# Notebook 5: Training Policies

Now comes the exciting part - **learning**! In this notebook, we'll train policies to balance the pendulum automatically, without manually specifying the weights.

## What You'll Learn

1. The training objective
2. Random search (simplest learning)
3. Hill climbing
4. Evolution strategies
5. Comparing algorithms

In [None]:
import sys
sys.path.append('..')

import numpy as np
import matplotlib.pyplot as plt
from src.environments import InvertedPendulumEnv
from src.policies import LinearPolicy, NeuralNetworkPolicy
from src.utils import train_policy, evaluate_policy, plot_training_progress

## 1. The Training Objective

Our goal is to find policy parameters $\theta$ that maximize expected return:

$$\theta^* = \arg\max_\theta \mathbb{E}\left[ \sum_{t=0}^{T} r_t \right]$$

In simpler terms:
- Run the policy in the environment
- Calculate total reward
- Adjust parameters to get higher reward
- Repeat!

### Key Challenges
- We don't have gradients (unlike supervised learning)
- Rewards are noisy (stochastic environment)
- Credit assignment: which actions led to good outcomes?

In [None]:
# Let's see how noisy the reward signal is
env = InvertedPendulumEnv()
policy = LinearPolicy(weights=np.array([0, 0, 10, 3]))

rewards = []
for i in range(100):
    result = evaluate_policy(env, policy, n_episodes=1)
    rewards.append(result['mean_reward'])
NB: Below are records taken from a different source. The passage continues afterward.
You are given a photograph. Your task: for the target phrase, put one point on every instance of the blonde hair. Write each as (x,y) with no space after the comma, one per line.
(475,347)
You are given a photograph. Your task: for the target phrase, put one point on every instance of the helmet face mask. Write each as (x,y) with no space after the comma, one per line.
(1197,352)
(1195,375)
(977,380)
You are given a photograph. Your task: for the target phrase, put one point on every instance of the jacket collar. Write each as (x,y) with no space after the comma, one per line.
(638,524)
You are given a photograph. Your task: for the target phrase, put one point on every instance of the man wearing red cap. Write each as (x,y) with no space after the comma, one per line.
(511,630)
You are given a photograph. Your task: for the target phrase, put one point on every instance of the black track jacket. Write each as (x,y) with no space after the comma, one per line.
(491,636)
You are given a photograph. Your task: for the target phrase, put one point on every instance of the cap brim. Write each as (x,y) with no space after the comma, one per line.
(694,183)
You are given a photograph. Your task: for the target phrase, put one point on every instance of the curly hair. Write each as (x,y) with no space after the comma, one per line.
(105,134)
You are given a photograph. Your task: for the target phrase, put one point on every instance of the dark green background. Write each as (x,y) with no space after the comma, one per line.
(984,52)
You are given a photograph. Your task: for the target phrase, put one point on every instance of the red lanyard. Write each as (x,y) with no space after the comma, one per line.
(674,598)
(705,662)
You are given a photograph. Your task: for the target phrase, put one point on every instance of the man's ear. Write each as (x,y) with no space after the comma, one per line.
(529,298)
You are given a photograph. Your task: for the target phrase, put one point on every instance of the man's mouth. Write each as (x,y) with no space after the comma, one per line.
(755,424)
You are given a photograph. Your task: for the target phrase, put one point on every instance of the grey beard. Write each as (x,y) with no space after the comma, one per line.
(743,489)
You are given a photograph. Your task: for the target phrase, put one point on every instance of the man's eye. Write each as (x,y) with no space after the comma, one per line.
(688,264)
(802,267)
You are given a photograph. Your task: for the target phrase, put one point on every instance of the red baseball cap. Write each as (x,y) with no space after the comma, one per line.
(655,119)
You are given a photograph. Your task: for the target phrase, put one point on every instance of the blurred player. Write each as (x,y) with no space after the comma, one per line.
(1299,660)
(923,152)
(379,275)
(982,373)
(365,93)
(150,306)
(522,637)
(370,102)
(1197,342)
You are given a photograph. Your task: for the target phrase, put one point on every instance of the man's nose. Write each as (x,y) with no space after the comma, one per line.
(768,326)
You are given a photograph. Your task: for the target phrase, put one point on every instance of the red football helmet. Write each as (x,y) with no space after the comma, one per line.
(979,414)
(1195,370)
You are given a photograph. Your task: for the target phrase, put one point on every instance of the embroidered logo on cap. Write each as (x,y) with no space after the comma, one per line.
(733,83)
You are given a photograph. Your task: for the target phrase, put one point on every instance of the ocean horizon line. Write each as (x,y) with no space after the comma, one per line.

plt.figure(figsize=(10, 4))
plt.subplot(1, 2, 1)
plt.plot(rewards)
plt.xlabel('Episode')
plt.ylabel('Reward')
plt.title('Same Policy, Different Outcomes')

plt.subplot(1, 2, 2)
plt.hist(rewards, bins=20)
plt.xlabel('Reward')
plt.ylabel('Frequency')
plt.title(f'Reward Distribution\nmean={np.mean(rewards):.1f}, std={np.std(rewards):.1f}')

plt.tight_layout()
plt.show()

print("Key insight: Even the same policy gives different rewards each episode!")
print("This is why we average over multiple episodes when evaluating.")

## 2. Random Search

The simplest possible learning algorithm:

1. Generate random parameters
2. Evaluate performance
3. Keep the best
4. Repeat

It's surprisingly effective for low-dimensional problems!

In [None]:
# Train with random search
env = InvertedPendulumEnv()
policy = LinearPolicy()  # Start with zeros

print("Training with Random Search...")
print(f"Initial weights: {policy.get_flat_params()}\n")

result = train_policy(
    env, policy,
    algorithm='random_search',
    n_iterations=100,
    noise_scale=2.0,  # Range of random values
    n_episodes_per_eval=5,
    verbose=True
)

print(f"\nBest reward: {result['best_reward']:.1f}")
print(f"Best weights: {result['best_params']}")

In [None]:
# Plot training progress
plt.figure(figsize=(10, 4))
plt.plot(result['reward_history'])
plt.xlabel('Iteration')
plt.ylabel('Reward')
plt.title('Random Search Training Progress')
plt.axhline(y=500, color='r', linestyle='--', label='Maximum')
plt.legend()
plt.grid(True, alpha=0.3)
plt.show()

In [None]:
# Evaluate the trained policy
eval_result = evaluate_policy(env, policy, n_episodes=50, verbose=True)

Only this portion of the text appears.